La democracia es necesariamente hortera, tiene que rebajar sus parámetros culturales a la altura de la chusma que fabrica su sistema “educativo”. Sin una masa creciente de televidentes iletrados, los regímenes como el español no se podrían sostener. Las oligarquías necesitan masas como las americanas, una hez suburbial a la que hay que entretener pero no formar ni educar, porque eso supone exigencia, criterio, tradición y saberes.

Una muestra de lo degradado que está el ámbito de la cultura es que se considera que los videojuegos lo son. Basta con echar un vistazo a la escoria dirigente: cuando el doctor Sánchez empezó su mandato, el escándalo fundacional fue el del vuelo en Falcon a Benidorm para asistir a un concierto de The Killers. La prensa puso el grito en el cielo porque el condiscípulo de Iceta usó un avión para desplazarse. Creo que fue la inefable Carmen Calvo la que justificó el viaje con la excusa de que figuraba en la agenda cultural del presidente–doctor.
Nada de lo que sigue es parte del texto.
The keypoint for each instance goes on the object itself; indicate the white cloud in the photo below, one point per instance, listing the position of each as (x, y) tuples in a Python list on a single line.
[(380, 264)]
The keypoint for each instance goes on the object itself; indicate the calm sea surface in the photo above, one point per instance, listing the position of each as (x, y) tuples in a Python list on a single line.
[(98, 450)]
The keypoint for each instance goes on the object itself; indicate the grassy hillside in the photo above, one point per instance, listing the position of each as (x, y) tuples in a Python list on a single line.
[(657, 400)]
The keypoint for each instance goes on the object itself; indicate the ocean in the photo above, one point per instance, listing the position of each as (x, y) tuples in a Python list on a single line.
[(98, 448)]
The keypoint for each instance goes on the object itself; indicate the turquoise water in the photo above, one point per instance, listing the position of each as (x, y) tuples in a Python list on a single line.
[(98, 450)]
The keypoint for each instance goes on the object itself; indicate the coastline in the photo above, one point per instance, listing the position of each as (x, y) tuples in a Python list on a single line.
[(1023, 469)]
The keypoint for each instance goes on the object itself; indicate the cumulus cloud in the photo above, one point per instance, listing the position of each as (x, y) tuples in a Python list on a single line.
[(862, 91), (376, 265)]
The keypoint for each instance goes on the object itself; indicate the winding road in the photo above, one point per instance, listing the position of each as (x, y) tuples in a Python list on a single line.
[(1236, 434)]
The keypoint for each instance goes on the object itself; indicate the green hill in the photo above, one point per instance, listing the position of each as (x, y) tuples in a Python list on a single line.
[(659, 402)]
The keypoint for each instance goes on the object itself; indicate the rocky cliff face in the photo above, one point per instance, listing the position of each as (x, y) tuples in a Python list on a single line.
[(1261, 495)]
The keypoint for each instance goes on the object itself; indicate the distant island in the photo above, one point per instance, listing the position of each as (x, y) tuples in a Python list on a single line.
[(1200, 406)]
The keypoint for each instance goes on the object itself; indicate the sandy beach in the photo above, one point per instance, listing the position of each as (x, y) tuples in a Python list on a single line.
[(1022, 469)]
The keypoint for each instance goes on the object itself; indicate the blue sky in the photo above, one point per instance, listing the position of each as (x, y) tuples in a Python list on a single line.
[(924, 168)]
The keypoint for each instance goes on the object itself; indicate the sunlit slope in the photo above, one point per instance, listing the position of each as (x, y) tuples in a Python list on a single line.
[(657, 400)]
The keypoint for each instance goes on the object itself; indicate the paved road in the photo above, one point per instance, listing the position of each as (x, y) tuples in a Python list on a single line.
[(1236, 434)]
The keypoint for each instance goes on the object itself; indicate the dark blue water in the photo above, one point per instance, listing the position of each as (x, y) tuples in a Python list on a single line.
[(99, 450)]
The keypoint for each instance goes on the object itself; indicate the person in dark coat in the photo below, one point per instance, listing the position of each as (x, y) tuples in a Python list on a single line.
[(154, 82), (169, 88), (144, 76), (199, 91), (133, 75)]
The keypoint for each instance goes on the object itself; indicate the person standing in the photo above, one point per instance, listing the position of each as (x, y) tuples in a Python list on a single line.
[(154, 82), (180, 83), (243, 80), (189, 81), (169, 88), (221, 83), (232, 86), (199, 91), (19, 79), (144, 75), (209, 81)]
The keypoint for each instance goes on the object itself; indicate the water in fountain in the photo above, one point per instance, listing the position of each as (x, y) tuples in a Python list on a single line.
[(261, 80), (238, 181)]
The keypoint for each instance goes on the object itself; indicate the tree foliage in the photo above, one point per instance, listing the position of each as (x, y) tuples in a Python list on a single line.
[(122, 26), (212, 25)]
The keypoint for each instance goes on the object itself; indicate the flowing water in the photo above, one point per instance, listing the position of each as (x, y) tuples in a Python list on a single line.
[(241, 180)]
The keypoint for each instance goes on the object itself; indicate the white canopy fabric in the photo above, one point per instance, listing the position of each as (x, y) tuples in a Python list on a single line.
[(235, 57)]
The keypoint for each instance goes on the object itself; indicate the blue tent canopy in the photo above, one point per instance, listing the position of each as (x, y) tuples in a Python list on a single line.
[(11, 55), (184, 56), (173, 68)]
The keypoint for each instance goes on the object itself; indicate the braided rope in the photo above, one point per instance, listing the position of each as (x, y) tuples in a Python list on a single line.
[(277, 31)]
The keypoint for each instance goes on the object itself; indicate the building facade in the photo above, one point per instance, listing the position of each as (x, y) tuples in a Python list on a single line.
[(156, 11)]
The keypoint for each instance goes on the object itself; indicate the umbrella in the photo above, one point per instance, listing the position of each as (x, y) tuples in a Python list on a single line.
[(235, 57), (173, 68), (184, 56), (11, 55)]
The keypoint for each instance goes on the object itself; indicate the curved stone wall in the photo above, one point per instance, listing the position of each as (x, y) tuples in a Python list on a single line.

El escándalo real es que el gobierno de la nación considera que los alaridos de unos niñatos sajones son cultura, y que eso merece el desplazamiento del jefe del ejecutivo con avión, escoltas y motorcade a la americana. Donde no se ve a nuestra chusma dominante es en el festival de Salzburgo, en el Mariinski de Petersburgo o en el San Carlo de Nápoles. No es de extrañar que cunda el pánico en los museos, convertidos en galerías comerciales y sujetos a los caprichos del primer o primera cretino o cretina con perspectiva de género. Con Iceta al frente desaparecerán las Majas del Prado por machistas, el Carlos V dominando el Furor por supremacismo y el Dos de mayo por islamofobia (los buenos hoy son Murat y sus mamelucos). Lo peor de todo esto es que, si no se hace con Iceta, se hará con los ministros del Partido Popular.